[PATCH] nvme: fix SRCU protection of nvme_ns_head list

[Caleb Sander]

On Tue, Nov 22, 2022 at 7:08 AM Sagi Grimberg <sagi at grimberg.me> wrote:
> ...
> The original patch report did not include any sequence that removes all
> namespaces, and given that it came from RockyLinux 8.6 kernel, it is not
> 6.1... Hence I think that we need to understand how a namespace removal
> happened at the same time that the namespace is being scanned. Maybe
> something else is broken.

After some more debugging, I found the main cause:
ns->disk isn't set until after ns is linked into the ns_head list.
The ns is linked in nvme_init_ns_head(),
which nvme_alloc_ns() calls before creating the disk:
static void nvme_alloc_ns(struct nvme_ctrl *ctrl, unsigned nsid,
struct nvme_ns_ids *ids)
{
// ...
if (nvme_init_ns_head(ns, nsid, ids, id->nmic & NVME_NS_NMIC_SHARED))
goto out_free_queue;

disk = alloc_disk_node(0, node);
if (!disk)
goto out_unlink_ns;
// ...
ns->disk = disk;
// ...
}

It looks like this has never been a problem upstream:
5f432cceb3e9 ("nvme: use blk_mq_alloc_disk") fixed the order before
e7d65803e2bb ("nvme-multipath: revalidate paths during rescan") was committed.
Strange that the Red Hat 8.6 kernel has pulled in only the later commit.

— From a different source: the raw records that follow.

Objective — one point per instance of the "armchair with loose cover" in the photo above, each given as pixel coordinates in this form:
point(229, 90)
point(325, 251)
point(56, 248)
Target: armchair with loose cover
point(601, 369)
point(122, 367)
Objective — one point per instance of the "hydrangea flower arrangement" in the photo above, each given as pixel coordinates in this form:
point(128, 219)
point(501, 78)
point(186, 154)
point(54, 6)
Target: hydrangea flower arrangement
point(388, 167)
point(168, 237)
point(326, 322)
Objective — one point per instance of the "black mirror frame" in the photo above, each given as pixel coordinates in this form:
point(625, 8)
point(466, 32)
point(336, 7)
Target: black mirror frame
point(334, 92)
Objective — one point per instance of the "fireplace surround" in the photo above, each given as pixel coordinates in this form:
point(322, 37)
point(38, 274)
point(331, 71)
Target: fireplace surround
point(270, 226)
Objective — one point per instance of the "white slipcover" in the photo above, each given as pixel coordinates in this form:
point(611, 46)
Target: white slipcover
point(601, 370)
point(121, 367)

The list traversal here still needs to be protected by (S)RCU,
so I would still push for this patch.
Sagi had suggested using RCU here instead, but discussing with Chris,
it sounds like we reached a consensus to consistently protect this list
with SRCU. We can evaluate switching to RCU later if needed,
but since this is not in the I/O path, I don't see a big performance concern.